Baybar comments on Baybar’s Shortform

Baybar 23 Oct 2025 13:38 UTC
3 points
0
An AI company I’ve never heard of called AGI, Inc has a model called AGI-0 that has achieved 76.3% on OSWorld-verified. This would qualify as human-level computer use, at least by that benchmark. It appears on the official OSWorld-verified leaderboard. It does seem like they trained on the benchmark, which could explain some of this. I am curious to see someone test this model.
This is a large increase from the previous state of the art, which has been climbing rapidly since Claude Sonnet 4.5′s September 29th release. At that point, Claude achieved 61.4% on the OSWorld-verified. A scaffolded GPT-5 achieved even higher, 69.9%, on October 3rd. Now, on October 21st, AGI-0, seemingly a frontier computer use model, has outpaced them all, and surpassed the human benchmark in doing so.
AI-2027 projected a 65% on the OSWorld for August 2025. It predicted frontier models scoring 80% on the OSWorld privately in December 2025. It predicted models achieving this score would be available publicly in April 2026. This score on the OsWorld-verified is more than two thirds of the way to the 80% benchmark from the expected August capabilities. This is despite being less than a quarter of the way from August 2025 to an expected public release of a model with these capabilities. Assuming this isn’t just benchmark overfitting, the real world is even or ahead of AI-2027 on this computer usage benchmark.

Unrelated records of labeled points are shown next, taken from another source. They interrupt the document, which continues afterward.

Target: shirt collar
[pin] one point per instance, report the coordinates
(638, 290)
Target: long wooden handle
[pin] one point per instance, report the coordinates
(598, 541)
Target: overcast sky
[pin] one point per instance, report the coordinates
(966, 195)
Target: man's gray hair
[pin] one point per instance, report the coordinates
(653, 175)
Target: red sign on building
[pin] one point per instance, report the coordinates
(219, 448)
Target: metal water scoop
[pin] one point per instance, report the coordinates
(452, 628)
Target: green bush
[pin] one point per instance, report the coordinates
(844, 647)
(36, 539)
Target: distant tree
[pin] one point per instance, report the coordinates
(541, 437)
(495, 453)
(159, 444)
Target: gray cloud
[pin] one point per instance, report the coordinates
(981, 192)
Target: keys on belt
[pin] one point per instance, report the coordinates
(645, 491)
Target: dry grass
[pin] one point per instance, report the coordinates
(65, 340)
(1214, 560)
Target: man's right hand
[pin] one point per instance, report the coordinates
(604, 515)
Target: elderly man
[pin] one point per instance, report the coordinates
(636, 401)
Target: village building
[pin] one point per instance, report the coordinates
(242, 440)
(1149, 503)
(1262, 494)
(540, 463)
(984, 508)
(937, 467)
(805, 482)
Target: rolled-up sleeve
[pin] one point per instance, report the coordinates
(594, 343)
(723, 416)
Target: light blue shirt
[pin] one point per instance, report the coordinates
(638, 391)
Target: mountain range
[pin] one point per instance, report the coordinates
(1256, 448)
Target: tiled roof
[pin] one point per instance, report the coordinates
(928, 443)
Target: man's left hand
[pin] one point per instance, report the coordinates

Even more notably, AI-2027 projected this 80% benchmark would be met by “Agent 1”, their hypothetical leading AI agentic model at the end of 2025. It seems surprising that a frontier model from a new company would achieve something close to this without any of the main players’ (OpenAI, Anthropic, Google) models doing better than 61%. A lot to be curious and skeptical about here.
Update: it has been removed from the OSWorld-verified leaderboard, but they are still claiming to have done it and their results are downloadable.